Chicago's Awful Parking Meters Make Big Bucks For Private Investors Again
By aaroncynic in News on May 24, 2016 8:13PM
"Curse you, parking meter!" (Photo Credit: Rolour Garcia)
The city’s much maligned parking meter deal is once again coming back to haunt Chicagoans—just like it has every year—as private investors once again raked in big bucks while we get nothing.
The Sun-Times reports parking meters brought in $121.7 million last year and city-run garages took in $34.7 million. But thanks to Mayor Richard M. Daley's 2008 deal to lease the meters and garages to a private company formed by big banks (some of which have been long-term investors in current Mayor Rahm Emanuel’s political career) Chicago will see none of that cash.

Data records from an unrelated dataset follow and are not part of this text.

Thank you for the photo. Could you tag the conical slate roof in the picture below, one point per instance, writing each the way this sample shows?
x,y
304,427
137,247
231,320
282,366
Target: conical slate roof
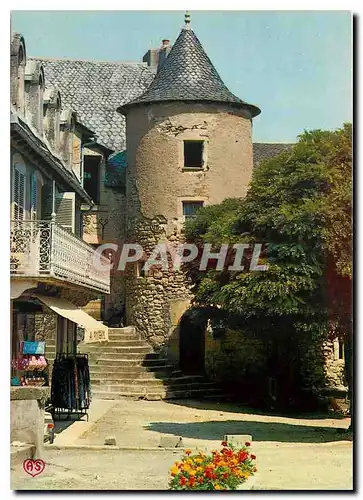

In 2008, Daley signed over the next 75 years of meter money to Chicago Parking Meters, a consortium led by banking behemoth Morgan Stanley, in a move that only five members of the City Council opposed at the time. Since then, rates have skyrocketed (downtown areas more than doubled in cost to $6.50 an hour by 2013) and the company has netted $778.6 million in revenue. By 2020, the company will have made back its initial $1.15 billion investment and will continue to profit for 60 years.
Emanuel made some minor changes to the arrangement in 2013 by lessening the penalties paid to CPM when meters are blocked off by the city, but the tab for out of service meters paid by taxpayers was still $8.6 million last year.
Meanwhile, the four parking garages the city sold to another Morgan Stanley-led group in a separate deal have taken in $292.6 million in the past nine years.